Aedes australis

Scientific classification
- Kingdom: Animalia
- Phylum: Arthropoda
- Clade: Pancrustacea
- Class: Insecta
- Order: Diptera
- Family: Culicidae
- Genus: Aedes
- Subgenus: Halaedes
- Species: A. australis
- Binomial name: Aedes australis (Erichson, 1842)
- Synonyms: Culex australis Erichson, 1842 ; Halaedes australis (Erichson, 1842) ; Culex crucians F. H. Walker, 1856 ; Culicada tasmaniensis E. H. Strickland, 1911 ; Caenocephalus concolor F. H. Taylor, 1914 ;

= Aedes australis =

- Authority: (Erichson, 1842)

Species of mosquito

Aedes australis is a brackish water mosquito species from the subgenus Halaedes. It is native to Australia. It was first found in New Zealand in 1961 and is now present in the southern half of the South Island.

==Habit and habitat==
The species breeds in littoral rock and brackish pools just above the tide line and remains close to their breeding habitats.
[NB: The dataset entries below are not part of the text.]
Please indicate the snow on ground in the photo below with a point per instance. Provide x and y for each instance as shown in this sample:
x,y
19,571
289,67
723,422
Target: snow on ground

Additionally, most adult females have been known and tested to be autogenous which allows females to lay their first batch of eggs before taking or ingesting a blood meal. Their autogenous capacities can however be greatly altered by the conditions that surround them in their environment, such as temperature. The percentage of autogenous females from the same breeding pool can vary from 40% in the summer to 85% in the winter due to temperature swings and slower development. There are anautogenous populations of Aedes australis in Tasmania and South Australia, meaning those mosquitoes have to consume blood to reproduce. A. australis are almost exclusively anautogenous in eastern New Zealand. In addition, humans are the most common source of blood for A. australis in those regions.

The eggs of this species are rhomboidal in both ventral and dorsal view.